This is a pretty heavy subject. However, from what I understand, God made man's body, then breathed life into his nostrils and he became a living soul. This is the only creature that becomes a living soul.
Soul there simply is a figure of speech that means a person or human or a living thing...it is not the same meaning as the soul within a person like our spirit.
Living soul is also used of animals:
Gen 2:7 And the LORD God formed man of the dust of the ground, and breathed into his nostrils the breath of life; and man became a
living soul.
Living soul, khah'ee nephesh
Gen 1:21 And God created great whales, and every
living creature that moveth, which the waters brought forth abundantly, after their kind, and every winged fowl after his kind: and God saw that it was good.
Living creature is the same Hebrew words, khah'ee nephesh
H5315
נפשׁ
nephesh
neh'-fesh
From H5314; properly a breathing creature, that is, animal or (abstractly) vitality; used very widely in a literal, accommodated or figurative sense (bodily or mental): - any, appetite, beast, body, breath, creature, X dead (-ly), desire, X [dis-] contented, X fish, ghost, + greedy, he, heart (-y), (hath, X jeopardy of) life (X in jeopardy), lust, man, me, mind, mortality, one, own, person, pleasure, (her-, him-, my-, thy-) self, them (your) -selves, + slay, soul, + tablet, they, thing, (X she) will, X would have it.

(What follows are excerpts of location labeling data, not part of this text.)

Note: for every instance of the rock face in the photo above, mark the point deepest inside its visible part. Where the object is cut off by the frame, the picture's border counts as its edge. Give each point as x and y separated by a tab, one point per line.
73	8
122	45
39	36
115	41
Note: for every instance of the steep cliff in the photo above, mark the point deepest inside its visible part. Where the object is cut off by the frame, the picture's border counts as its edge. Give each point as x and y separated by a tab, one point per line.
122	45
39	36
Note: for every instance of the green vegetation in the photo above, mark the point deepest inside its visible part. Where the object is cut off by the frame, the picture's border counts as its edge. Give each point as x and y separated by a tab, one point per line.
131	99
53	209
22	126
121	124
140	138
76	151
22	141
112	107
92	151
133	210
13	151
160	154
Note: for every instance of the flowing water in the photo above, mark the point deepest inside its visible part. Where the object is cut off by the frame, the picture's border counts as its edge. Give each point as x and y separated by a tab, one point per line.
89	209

Soul may have been an ok translation hundreds of years ago but it is misleading and causing doctrinal errors and false teachings today.
This is a far better translation for today's English:
(GW) Then the LORD God formed the man from the dust of the earth and blew the breath of life into his nostrils. The man became a living being.
(ISV) So the LORD God formed the man from the dust of the ground, breathed life into his lungs, and the man became a living being.
(TLV) Then Adonai Elohim formed the man out of the dust from the ground and He breathed into his nostrils a breath of life—so the man became a living being.